Le conférencier a eu la gentillesse de nous
donner sa présentation, elle est disponible sur
ma liaison ftp et s'appelle : Sirois-SAF-Higgs.pdf, elle est dans le
dossier CONF-MENSUELLES-SAF/ saison 2013-2014. .
Une
salle bien pleine comme presque toujours maintenant !
Yves
Sirois est l’une des rares personnalités qui a réellement participé in
situ à la découverte du boson de Higgs au sein de son équipe de l’expérience
CMS et qui dès le mois de Juin 2012 savait qu’on allait annoncer cette
fabuleuse découverte.
Merci
à lui de nous consacrer un peu de son temps.
·Naissance
d’un paradigme : L’origine de la lumière
·Théorie
des champs
·Le LHC et
les grandes expériences
·L’origine
de la masse
·Découverte
et perspectives
L’aventure
de la matière a commencé plusieurs siècles avant notre ère et s’est
poursuivie jusqu’à maintenant pour aboutir aux quarks et leptons.
D’un
questionnement sur la structure de la matière, on a abouti aujourd’hui à
un quête des origines mêmes de la matière et des interactions Le
boson de Higgs est la clef de voûte de cette révolution conceptuelle
Dans
le monde de la physique des particules, il existe deux entités : les
fermions et les bosons.
·Les Fermions
sont des particules liées à la matière, ce sont tout ce que l’on connaît
: les atomes et les molécules
·Les Bosons,
sont principalement les « messagers » des forces de la nature
(qui sont au nombre de 4) le photon de lumière est le plus connu de tous
En gros : fermion
= matièreboson =
messagers de force
On
ne sait pas trop pourquoi les fermions (que sont les leptons et les quarks)

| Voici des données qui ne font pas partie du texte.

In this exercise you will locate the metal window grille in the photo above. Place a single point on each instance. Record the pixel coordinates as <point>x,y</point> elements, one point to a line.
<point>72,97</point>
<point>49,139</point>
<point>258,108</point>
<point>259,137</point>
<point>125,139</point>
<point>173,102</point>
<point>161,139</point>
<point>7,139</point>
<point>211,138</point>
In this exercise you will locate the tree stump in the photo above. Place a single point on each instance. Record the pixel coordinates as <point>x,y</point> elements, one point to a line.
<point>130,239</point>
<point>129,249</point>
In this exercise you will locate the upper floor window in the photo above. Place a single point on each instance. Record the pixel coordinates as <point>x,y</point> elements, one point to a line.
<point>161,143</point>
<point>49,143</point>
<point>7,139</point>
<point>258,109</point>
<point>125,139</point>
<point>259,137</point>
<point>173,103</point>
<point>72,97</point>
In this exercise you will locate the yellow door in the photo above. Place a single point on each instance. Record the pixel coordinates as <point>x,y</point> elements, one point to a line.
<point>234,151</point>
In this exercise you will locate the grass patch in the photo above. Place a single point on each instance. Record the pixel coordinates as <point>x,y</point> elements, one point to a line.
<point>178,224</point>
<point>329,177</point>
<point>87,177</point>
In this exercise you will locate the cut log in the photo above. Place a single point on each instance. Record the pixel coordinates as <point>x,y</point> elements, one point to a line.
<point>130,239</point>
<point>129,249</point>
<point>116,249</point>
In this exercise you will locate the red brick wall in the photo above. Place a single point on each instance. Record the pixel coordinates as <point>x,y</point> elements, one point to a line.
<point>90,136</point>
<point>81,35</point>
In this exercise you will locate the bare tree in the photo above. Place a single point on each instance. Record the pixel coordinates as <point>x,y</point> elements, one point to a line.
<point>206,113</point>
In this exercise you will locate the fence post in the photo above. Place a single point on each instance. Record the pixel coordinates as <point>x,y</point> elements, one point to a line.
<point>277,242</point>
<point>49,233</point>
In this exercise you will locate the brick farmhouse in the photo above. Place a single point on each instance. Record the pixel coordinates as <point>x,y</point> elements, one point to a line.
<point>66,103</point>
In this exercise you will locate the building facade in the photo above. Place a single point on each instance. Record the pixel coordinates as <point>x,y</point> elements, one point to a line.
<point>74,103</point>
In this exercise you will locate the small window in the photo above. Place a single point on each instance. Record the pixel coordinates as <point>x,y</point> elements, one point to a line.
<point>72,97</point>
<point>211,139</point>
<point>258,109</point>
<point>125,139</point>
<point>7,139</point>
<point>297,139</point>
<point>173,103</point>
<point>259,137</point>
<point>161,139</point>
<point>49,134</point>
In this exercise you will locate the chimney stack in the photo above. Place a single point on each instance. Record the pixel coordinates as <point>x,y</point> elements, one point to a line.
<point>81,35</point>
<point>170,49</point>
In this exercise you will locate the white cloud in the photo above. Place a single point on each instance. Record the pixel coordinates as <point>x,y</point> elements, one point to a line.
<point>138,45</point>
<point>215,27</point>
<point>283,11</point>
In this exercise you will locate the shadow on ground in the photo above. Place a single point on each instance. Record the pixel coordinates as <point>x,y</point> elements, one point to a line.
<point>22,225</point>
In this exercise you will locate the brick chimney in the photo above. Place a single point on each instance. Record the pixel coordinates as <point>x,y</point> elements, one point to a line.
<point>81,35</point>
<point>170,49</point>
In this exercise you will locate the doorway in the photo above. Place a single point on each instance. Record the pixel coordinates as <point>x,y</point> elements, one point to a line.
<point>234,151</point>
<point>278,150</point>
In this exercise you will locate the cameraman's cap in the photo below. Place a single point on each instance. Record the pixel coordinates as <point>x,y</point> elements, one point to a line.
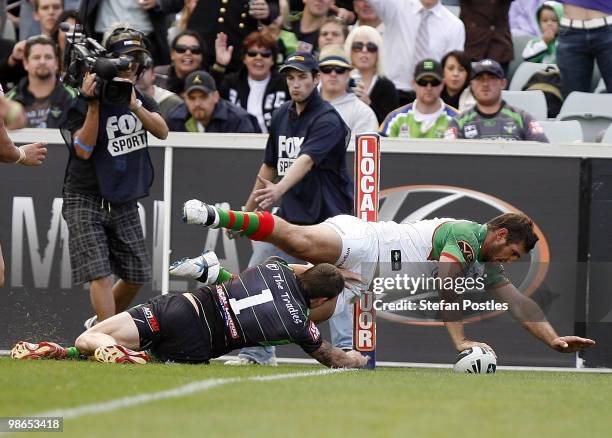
<point>487,66</point>
<point>125,40</point>
<point>302,61</point>
<point>428,68</point>
<point>200,80</point>
<point>334,54</point>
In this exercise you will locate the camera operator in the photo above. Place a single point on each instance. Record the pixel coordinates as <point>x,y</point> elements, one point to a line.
<point>109,168</point>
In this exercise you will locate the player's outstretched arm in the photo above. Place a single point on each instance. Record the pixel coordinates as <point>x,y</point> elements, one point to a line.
<point>530,315</point>
<point>266,172</point>
<point>334,357</point>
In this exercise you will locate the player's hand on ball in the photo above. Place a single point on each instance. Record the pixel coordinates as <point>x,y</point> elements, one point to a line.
<point>359,360</point>
<point>35,153</point>
<point>470,344</point>
<point>571,344</point>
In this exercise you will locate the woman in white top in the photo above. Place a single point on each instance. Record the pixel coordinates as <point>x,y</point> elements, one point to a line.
<point>364,44</point>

existent en trois familles, dont seule la première (c’est à dire électron,
quark up et quark down) correspond à de la matière stable.
En
ce qui concerne les 4 forces (ou interactions) de base ce sont :
·l'interaction
gravitationnelle, responsable de la pesanteur, règne sur l’Univers. Portée
illimitée
·l'interaction
électromagnétique, responsable de l'électricité, du magnétisme, de la
lumière et responsable de la cohésion des êtres vivants Transportée
par le photon. Portée illimitée.
·l'interaction
forte, responsable de la cohésion des noyaux atomiques, très puissante.
.Courte portée.
·l'interaction
faible, responsable de la radio-activité bêta, qui permet au
Soleil de briller. Courte portée.
L’origine
des interactions de courtes portées est fondamentalement liée à la
question de l’origine de la masse .
NAISSANCE D’UN PARADIGME :
L’ORIGINE DE LA LUMIÈRE.
Cela
a commencé avec Maxwell et l’unification de l’électricité et du magnétisme,
avec la notion de champ électrique et de champ magnétique. On a noté une
symétrie entre les équations de ces deux forces.
La
lumière est une onde électromagnétique, conséquence de l’unification
de l’électricité et du magnétisme
La
notion de champ est une notion fondamentale en physique.
NDLR :
Un
champ est associé à une propriété physique (une valeur mesurable) en
tout point de l’espace-temps.
On
dit que l’on a affaire à un champ
scalaire, lorsque la grandeur mesurable est une valeur numérique,
comme le champ des pressions ou des températures.
On
dit que c’est un champ
vectoriel lorsque la grandeur mesurable est caractérisée par un
vecteur, comme un champ de vitesse (une vitesse à une valeur absolue et une
direction)
Cette
unification mène à deux des grandes révolutions du XXème siècle :
La
relativité restreinte d’Einstein :
Les
équations de Maxwell sont invariantes pour un changement de repère galiléen
(transformation de Lorentz). Cela implique que la vitesse de la lumière
(photons de masse nulle) doit être la même quelque soit les repères.
Énergie
et masse sont deux aspects d’une même entité.
La mécanique quantique :
La
stabilité des orbites des électrons de l’atome implique la
quantification. La dualité onde corpuscule est introduite par De Broglie.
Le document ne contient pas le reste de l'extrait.